Notícias H2.3

Ver todas

  • Comércio Eletrónico em Portugal

    Consumidores e empresas gastaram, em 2014, 2,9 mil milhões de euros em produtos, bens e serviços disponibilizados na Internet; apenas 10% das empresas portuguesas têm lojas próprias.

     

    Estes dois números apresentados no Estudo Economia Digital em Portugal em 2009-2015 mereceram um alerta do presidente da ACEPI: «Temos infraestruturas e consumidores sofisticados, mas empresas pouco sofisticadas».

     

    Se nos negócios entre empresas ou entre consumidores e empresas, o panorama poderia ser mais auspiciosos, no eGovernment o presidente da ACEPI não hesitou em classificar Portugal como um dos três países mais avançados.

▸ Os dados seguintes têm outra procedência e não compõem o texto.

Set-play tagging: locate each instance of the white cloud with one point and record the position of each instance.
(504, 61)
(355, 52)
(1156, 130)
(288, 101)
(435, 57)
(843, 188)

A adesão aos processos digitais nas relações entre empresas e Estado traduz-se no seguinte número: as transações que envolvem organismos do Estado ascenderam aos 45 mil milhões de euros. Em 2020, as estimativas da ACEPI e da IDC revelam que o eGovernment deverá superar os 79 mil milhões de euros. Também o comércio eletrónico (empresas e consumidores) deverá crescer para os 5,3 mil milhões de euros.

     

    Alojamento, moda, e equipamentos eletrónicos são as áreas mais procuradas. Em 2014, 72% dos consumidores terão feito compras em sites estrangeiros; e 48% dizem mesmo preferir comprar no estrangeiro… apesar 73% indicarem que o método de pagamento do Multibanco (entidade-referência-montante) como o preferido.

     

    Alexandre Nilo da Fonseca lembrou que muitas empresas portuguesas não estão a tirar partido das oportunidades de negócio no estrangeiro, e em jeito de dica, apontou um alvo: «EUA, China e Reino Unido somam mais de metade do comércio eletrónico mundial».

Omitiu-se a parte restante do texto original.